Use LI-RADS only in HCC-risk patients. Cirrhosis, chronic hepatitis B with risk factors, prior HCC, or other accepted HCC surveillance population.

Do not use for

  • Otherwise healthy liver with no HCC risk.
  • Most noncirrhotic metastatic workups.
  • Pediatric patients or uncertain risk status unless the clinical context supports LI-RADS.

Incidental setting

  • If a lesion is found on trauma, abdominal pain, or other non-liver protocol CT, first identify whether the patient is HCC-risk.
  • If risk is present and the study is not diagnostic, recommend multiphasic liver CT or MRI for LI-RADS categorization.

Major Features

Core features

  • Non-rim arterial phase hyperenhancement (APHE).
  • Non-peripheral washout on portal venous or delayed phase.
  • Enhancing capsule appearance.
  • Threshold growth.
  • Size, especially less than 10 mm, 10-19 mm, and 20 mm or larger.

Pattern matters

  • Rim APHE favors LR-M rather than classic HCC.
  • Non-rim APHE plus size and additional major features drives LR-3 through LR-5.
  • Ancillary features may adjust categories but cannot upgrade to LR-5.

Categories / Action

Diagnostic categories

  • LR-1: definitely benign.

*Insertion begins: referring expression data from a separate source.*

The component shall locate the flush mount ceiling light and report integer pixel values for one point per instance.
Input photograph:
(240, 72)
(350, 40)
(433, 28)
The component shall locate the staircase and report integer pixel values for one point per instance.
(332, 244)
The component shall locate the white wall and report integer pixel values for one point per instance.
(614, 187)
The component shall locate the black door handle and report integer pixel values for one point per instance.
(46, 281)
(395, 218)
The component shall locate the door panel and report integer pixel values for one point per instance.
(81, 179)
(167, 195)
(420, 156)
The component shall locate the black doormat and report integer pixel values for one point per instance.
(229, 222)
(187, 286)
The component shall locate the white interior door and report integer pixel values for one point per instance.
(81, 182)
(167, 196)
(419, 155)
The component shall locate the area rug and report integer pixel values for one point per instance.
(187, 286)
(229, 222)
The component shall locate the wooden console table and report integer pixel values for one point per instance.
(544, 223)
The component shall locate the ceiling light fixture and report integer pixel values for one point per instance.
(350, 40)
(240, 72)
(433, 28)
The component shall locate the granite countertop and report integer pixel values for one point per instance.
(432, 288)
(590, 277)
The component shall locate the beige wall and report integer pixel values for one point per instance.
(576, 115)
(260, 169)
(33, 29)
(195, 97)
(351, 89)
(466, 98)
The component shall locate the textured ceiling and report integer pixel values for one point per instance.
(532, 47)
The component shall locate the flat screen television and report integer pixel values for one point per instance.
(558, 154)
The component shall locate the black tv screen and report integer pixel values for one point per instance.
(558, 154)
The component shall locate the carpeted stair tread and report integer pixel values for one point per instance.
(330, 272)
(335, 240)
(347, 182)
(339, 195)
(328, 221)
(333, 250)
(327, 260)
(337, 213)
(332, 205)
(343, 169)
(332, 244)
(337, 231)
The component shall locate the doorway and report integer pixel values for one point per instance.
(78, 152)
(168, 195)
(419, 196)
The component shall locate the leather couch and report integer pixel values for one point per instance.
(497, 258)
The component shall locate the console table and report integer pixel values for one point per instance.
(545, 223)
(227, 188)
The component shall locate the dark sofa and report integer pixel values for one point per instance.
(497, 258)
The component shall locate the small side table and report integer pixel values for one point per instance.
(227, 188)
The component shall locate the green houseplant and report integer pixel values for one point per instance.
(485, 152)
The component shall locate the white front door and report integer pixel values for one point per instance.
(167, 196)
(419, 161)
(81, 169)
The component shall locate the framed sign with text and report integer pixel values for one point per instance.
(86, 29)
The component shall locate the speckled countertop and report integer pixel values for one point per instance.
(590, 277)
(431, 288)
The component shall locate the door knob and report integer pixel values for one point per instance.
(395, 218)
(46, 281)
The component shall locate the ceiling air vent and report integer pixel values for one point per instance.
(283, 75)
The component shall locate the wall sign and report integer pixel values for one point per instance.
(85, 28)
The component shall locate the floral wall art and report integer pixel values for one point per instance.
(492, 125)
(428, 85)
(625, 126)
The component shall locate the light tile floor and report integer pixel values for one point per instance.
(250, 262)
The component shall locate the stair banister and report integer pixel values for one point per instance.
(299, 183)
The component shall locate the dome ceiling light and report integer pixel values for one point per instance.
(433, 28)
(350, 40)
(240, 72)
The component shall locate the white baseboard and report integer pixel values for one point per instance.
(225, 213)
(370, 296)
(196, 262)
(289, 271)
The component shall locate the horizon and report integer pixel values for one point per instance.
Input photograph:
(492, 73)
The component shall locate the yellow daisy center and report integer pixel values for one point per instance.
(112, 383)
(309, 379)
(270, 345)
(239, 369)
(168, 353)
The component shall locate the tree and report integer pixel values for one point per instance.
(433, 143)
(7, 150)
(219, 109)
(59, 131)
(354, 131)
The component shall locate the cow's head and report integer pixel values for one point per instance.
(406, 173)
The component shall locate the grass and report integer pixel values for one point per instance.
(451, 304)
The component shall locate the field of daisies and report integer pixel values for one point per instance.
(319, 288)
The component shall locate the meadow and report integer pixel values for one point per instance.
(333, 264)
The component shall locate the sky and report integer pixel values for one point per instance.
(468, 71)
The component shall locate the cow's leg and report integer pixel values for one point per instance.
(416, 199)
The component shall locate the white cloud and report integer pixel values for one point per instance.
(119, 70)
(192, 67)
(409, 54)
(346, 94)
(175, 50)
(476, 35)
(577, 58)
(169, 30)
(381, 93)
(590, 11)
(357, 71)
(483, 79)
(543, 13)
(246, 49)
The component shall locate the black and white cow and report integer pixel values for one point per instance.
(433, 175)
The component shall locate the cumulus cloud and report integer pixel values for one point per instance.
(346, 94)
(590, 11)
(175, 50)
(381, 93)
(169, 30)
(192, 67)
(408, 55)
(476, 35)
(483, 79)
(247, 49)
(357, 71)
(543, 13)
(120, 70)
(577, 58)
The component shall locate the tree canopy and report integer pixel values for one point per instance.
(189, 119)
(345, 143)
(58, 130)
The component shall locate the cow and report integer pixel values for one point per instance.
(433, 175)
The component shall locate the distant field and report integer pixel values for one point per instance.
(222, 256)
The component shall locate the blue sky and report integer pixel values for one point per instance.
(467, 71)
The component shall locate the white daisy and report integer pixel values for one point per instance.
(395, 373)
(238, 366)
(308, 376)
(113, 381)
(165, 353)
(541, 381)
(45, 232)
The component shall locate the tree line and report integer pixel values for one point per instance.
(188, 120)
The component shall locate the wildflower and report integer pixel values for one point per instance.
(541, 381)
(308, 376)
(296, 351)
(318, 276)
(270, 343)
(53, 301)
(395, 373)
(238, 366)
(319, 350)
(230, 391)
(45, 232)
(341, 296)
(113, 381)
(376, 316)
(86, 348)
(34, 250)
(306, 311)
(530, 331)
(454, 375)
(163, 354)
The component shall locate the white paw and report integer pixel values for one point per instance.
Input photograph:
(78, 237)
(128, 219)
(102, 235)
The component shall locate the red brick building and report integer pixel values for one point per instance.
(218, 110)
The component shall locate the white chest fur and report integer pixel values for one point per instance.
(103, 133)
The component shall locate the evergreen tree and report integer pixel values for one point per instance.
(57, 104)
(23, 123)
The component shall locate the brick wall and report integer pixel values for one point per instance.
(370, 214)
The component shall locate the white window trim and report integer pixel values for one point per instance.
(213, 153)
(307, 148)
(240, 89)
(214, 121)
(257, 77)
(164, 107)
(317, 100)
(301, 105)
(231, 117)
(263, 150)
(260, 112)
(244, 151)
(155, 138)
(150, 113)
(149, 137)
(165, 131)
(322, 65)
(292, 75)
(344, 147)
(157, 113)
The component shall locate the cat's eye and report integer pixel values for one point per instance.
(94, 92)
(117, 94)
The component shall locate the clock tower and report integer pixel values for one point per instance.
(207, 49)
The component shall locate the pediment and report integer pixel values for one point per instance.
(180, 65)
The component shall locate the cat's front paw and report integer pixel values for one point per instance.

Continue routine surveillance.
  • LR-2: probably benign. Usually routine surveillance.
  • LR-3: intermediate probability. Repeat multiphasic CT/MRI, often 3-6 months.
  • LR-4: probably HCC. Multidisciplinary review; biopsy, treatment, or very close follow-up.
  • LR-5: definitely HCC. Treat/stage as HCC in the right clinical context.
  • LR-M: malignant, not specific for HCC. Biopsy or additional workup is usually needed.